The use of supplemental oxygen for some patients with lung disease is a necessary addition to their medication program. When patients begin oxygen therapy their expectations may not be realistic, which causes confusion and poor compliance with the therapy. Getting patients to accept oxygen therapy can be difficult because many assume that this is an indication that they are in the final stages of their disease, while some fear that they will become “dependent” on the oxygen. The use of oxygen therapy also comes with the need to modify life style and there can be challenges and frustrations along the way. Studies have shown that compliance with oxygen therapy occurs only 40 to 70% of the time. One factor that I often see is an unrealistic expectation about how the oxygen therapy may alter a patient’s symptoms.

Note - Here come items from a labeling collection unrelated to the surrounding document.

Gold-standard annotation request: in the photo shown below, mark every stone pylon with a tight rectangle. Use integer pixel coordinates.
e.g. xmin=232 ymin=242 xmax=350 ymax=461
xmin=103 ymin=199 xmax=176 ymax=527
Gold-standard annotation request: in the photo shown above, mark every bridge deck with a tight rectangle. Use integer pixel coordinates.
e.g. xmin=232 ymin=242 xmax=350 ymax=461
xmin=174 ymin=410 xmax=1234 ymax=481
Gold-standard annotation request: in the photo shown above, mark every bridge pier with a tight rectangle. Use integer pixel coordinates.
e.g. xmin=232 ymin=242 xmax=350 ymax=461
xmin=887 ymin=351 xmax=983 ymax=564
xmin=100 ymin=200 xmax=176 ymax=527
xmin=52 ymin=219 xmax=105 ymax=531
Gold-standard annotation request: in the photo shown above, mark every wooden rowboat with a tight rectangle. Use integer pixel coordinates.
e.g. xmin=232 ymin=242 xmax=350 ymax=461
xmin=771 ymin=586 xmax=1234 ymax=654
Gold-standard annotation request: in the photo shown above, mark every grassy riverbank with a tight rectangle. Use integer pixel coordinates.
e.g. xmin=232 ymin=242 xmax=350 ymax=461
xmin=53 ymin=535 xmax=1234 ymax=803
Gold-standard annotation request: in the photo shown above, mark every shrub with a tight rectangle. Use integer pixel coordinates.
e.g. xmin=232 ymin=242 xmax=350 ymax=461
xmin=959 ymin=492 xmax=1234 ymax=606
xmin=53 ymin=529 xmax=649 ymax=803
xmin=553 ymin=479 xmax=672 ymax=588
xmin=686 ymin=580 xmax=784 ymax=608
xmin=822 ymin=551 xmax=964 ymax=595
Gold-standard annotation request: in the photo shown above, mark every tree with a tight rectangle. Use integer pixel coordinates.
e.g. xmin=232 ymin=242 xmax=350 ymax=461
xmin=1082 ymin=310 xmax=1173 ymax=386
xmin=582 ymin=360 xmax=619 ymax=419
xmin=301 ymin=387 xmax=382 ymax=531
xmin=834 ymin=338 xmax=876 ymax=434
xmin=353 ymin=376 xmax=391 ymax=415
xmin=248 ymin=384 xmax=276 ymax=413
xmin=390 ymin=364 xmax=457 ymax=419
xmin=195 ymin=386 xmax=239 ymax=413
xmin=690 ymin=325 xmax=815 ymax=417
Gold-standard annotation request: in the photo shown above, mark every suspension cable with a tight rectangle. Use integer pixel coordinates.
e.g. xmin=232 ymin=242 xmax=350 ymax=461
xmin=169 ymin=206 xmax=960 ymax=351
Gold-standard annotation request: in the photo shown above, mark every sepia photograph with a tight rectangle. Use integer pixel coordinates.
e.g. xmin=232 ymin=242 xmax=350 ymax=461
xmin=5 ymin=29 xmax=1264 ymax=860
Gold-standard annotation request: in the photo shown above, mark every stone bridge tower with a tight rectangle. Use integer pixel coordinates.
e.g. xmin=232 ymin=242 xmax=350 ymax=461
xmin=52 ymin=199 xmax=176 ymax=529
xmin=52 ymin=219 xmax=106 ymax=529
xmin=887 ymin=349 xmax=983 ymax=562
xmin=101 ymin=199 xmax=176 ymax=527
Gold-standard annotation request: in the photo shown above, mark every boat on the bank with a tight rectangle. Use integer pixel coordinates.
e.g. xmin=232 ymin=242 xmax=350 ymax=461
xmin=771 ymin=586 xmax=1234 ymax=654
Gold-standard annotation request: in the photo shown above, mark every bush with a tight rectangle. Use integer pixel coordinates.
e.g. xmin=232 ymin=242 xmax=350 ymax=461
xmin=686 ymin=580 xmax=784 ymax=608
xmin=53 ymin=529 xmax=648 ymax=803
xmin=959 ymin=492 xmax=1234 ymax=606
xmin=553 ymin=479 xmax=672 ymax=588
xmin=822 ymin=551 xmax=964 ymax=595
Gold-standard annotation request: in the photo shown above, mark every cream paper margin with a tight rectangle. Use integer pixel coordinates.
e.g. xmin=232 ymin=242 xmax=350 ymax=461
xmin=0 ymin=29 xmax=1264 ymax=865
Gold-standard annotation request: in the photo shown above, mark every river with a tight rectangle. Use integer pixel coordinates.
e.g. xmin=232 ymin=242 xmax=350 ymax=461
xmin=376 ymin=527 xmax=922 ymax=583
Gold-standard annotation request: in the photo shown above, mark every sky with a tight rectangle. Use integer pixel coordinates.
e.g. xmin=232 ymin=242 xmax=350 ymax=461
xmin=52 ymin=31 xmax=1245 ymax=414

Patients are often disappointed that oxygen therapy does not relieve their shortness of breath or does not improve their exertional tolerance. The reality is oxygen therapy is not really a treatment for the lungs, but rather a treatment for the rest of the body which is being deprived of the oxygen it requires. Patients, who have been on oxygen therapy, comment that they are less fatigued, may sleep better, and have slightly more exertional tolerance. Oxygen therapy may also relieve anxiety in patients with significant shortness of breath. Oxygen therapy is not an inevitable requirement for patients with certain lung diseases but it is a necessary treatment for some.